Now Durham County Council is one of five local authorities in the country to have introduced a ban on street smoking as a licensing condition for new businesses.
Customers soaking up the sun on Seaham seafront were largely in favour of the idea in principle – but sceptical about how the new rules would be enforced.
Seventy-four-year-old Stuart Squire said he had started smoking early but quit in his late 30s.
But while he appreciated the thinking behind the ban, he thought there would be difficulty in getting people to comply, especially outside pubs and bars. “There will be too many people who say ‘You’re not telling me what to do’,” he said.
"To be honest, I don’t think they should be imposing all these rules on people.”
Ernie Clapper, 66, visiting Seaham from Leeds, is living proof that changes to regulations can affect people’s behaviour: “I smoked for 30-odd years but gave up in 2008 when the smoking ban came in,” he said.
"Every now and again I have a little urge, but I don’t really miss it.
"I don’t know how they are going to police a ban on people smoking outside – they can’t even police people wearing their masks.”
Mum Kate Donkin is all in favour of a ban on street smoking: “It is definitely a good idea,” she said.
"I don’t like it, especially when I have got the kids with me.”
She did think the changes might have an adverse impact on businesses: “I don’t suppose it is going to be helpful for pubs if people can’t sit outside and have a tab when they have already been banned from doing so inside,” she added.
Seventy-four-year-old Shirley Lonsdale was enjoying a cigarette in the sunshine. “I stopped for 20 years but I was that bad with pains that I started again last year,” she said.
"I only have about eight a day – I don’t even smoke at home.”
Even as a smoker, she can see the benefits of the ban: “I know a lot of other people don’t like it. I will go along with it.”
Alison Weir, boss of Flanders cafe and bar, is also worried about enforcement. “We can’t control what people do out here when we are inside,” she said.
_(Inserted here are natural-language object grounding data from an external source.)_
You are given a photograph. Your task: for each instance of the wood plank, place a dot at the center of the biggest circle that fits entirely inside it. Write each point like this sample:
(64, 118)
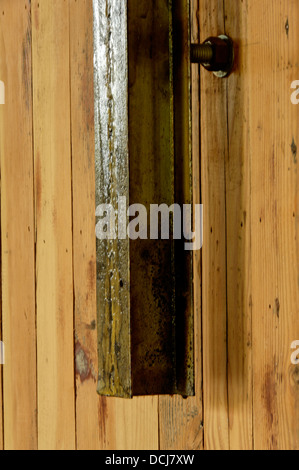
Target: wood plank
(180, 420)
(274, 136)
(130, 424)
(17, 228)
(102, 423)
(53, 205)
(213, 156)
(238, 220)
(89, 406)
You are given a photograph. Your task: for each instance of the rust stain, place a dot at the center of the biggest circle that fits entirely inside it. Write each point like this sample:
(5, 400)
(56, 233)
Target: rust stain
(295, 375)
(269, 396)
(83, 364)
(103, 416)
(91, 276)
(277, 307)
(26, 66)
(287, 27)
(38, 184)
(36, 17)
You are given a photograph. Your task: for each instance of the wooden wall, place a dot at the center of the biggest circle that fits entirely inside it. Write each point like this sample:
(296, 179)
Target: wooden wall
(246, 276)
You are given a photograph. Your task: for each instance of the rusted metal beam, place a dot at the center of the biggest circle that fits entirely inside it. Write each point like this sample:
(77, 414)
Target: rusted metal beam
(143, 153)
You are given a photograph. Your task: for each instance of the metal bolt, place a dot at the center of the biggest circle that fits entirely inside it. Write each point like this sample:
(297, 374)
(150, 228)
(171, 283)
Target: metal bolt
(216, 54)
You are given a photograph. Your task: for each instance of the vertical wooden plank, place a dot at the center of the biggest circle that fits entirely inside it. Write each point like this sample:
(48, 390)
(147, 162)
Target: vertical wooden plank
(180, 420)
(274, 122)
(238, 220)
(89, 409)
(17, 228)
(213, 155)
(54, 273)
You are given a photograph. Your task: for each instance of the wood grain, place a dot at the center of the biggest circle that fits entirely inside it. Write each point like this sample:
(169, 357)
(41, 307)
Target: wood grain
(238, 222)
(214, 151)
(180, 420)
(89, 412)
(17, 228)
(53, 205)
(274, 136)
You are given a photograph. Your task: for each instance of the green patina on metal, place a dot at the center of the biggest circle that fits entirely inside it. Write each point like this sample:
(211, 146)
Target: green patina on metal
(143, 152)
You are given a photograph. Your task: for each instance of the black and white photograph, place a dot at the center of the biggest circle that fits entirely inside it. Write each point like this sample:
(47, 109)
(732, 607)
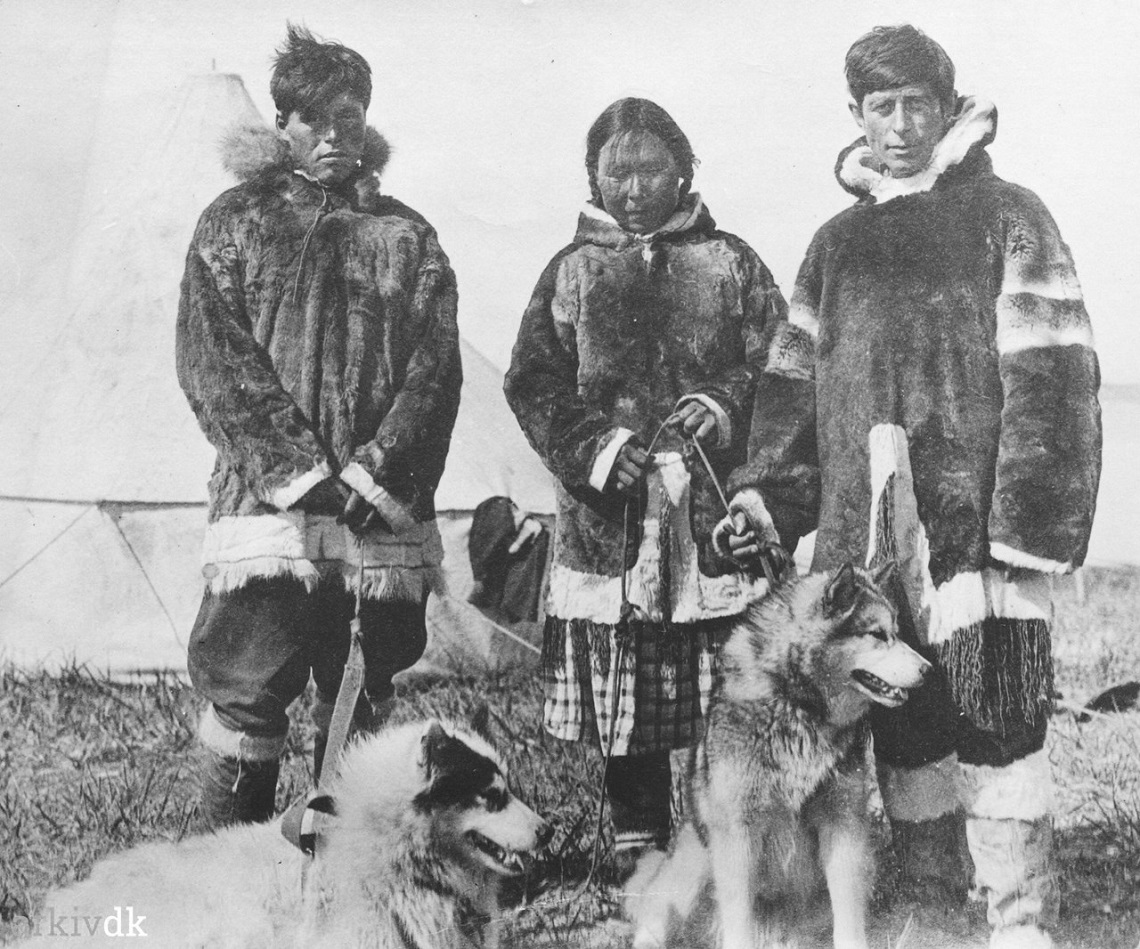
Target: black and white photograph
(588, 473)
"Anyone who wants to have a smoke will just have to go over to The Green, I suppose. I think it is a little bit extreme.”
Online, opinions were divided. Writing on the Echo’s Facebook page, ex-smoker Jo-anne Garvey was all in favour of a smoking ban: “If it’s advertised as a family friendly pub and it serves food.... then yes ‘coz it stinks,” she said.
“If I go to the pub with my boys, we usually sit outside so they can play and we also eat outside too.
“Last thing you want to smell is smoke when you’re eating.”
But Paul Abbott was on the side of the ciggie-lovers: “Instead of always punishing the smokers who have stood by the law and go outside for their fix in all weathers, put the non-smokers in a designated area instead of always suggesting it should be the smokers who are moved,” he said.
Andrew Richard Hope thought it was a matter of good manners: “I’m a non-smoker but if I did smoke I wouldn’t want anyone feeling uncomfortable around me whilst I smoked,” he said.
"If the smoke is literally coming into your path directly then it’s not nice as the smell clings to your clothes.”
Ashleigh Tara was fed up with selfish smokers: “I shouldn’t have to sit inside on a nice day to avoid being surrounded by smoke which sets my asthma off and makes my clothes stink,” she said.
"Worse when there are children/families about because 99% of smokers don’t give two hoots about children inhaling it. There should be a designated area out of the way if needs must.
"It’s their bad habit, why should everyone else be inconvenienced by it?”